Ora una domanda che interesserà alle lettrici. Sei fidanzato?
«No. Dici che ho tante fan? Forse sì, ma ora non ho troppo tempo per stare al cellulare e fare tutte le cose che comporta l’avere una ragazza».
È vero che alle olimpiadi il CT della na­zionale slovacca voleva farti correre sia la prova su strada che quella di mtb?
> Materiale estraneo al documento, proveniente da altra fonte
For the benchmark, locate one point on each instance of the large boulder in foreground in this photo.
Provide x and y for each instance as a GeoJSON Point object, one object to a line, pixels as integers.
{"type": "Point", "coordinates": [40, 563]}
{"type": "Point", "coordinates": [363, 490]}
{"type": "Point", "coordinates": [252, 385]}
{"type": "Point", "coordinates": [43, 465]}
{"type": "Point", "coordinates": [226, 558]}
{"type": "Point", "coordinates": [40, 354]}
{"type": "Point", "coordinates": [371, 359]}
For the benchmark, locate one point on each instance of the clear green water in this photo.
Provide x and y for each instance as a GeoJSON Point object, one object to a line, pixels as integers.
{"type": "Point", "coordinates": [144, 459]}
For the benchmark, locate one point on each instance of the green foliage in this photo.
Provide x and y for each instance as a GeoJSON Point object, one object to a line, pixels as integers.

«Io stesso volevo disputarle entrambe (la prova su strada è in programma a Londra il 28 luglio, quella di cross country il 12 agosto, ndr), purtroppo pe­rò non abbiamo ricevuto la wild card. A quanto ho capito ce n’erano so­lo tre disponibili per tutti gli sport olimpici... Quindi sarò al via solo della prova su strada. A quale risultato pun­to? Sinceramente ora voglio restare concentrato sul Tour, poi ci penserò».
La tua gara dei sogni?
«Non ne ho una preferita però mi piacciono molto le classiche, Fiandre e Sanremo in particolare. Di corse a tappe amo il California come le altre gare in America, ho già vinto alla Vuelta e ora sto scoprendo il Tour che tutti dicono essere “un’altra cosa”, hors categorie».
Come ti immagini nel futuro?
«Non lo so, davvero. Sono uno che vi­ve il presente, penso a come sono adesso e ho come motto “chi vivrà, vedrà”. A cosa serve pensare cosa ne sarà di me tra due o vent’anni? Lo vedremo, per il momento è inutile fare ipotesi».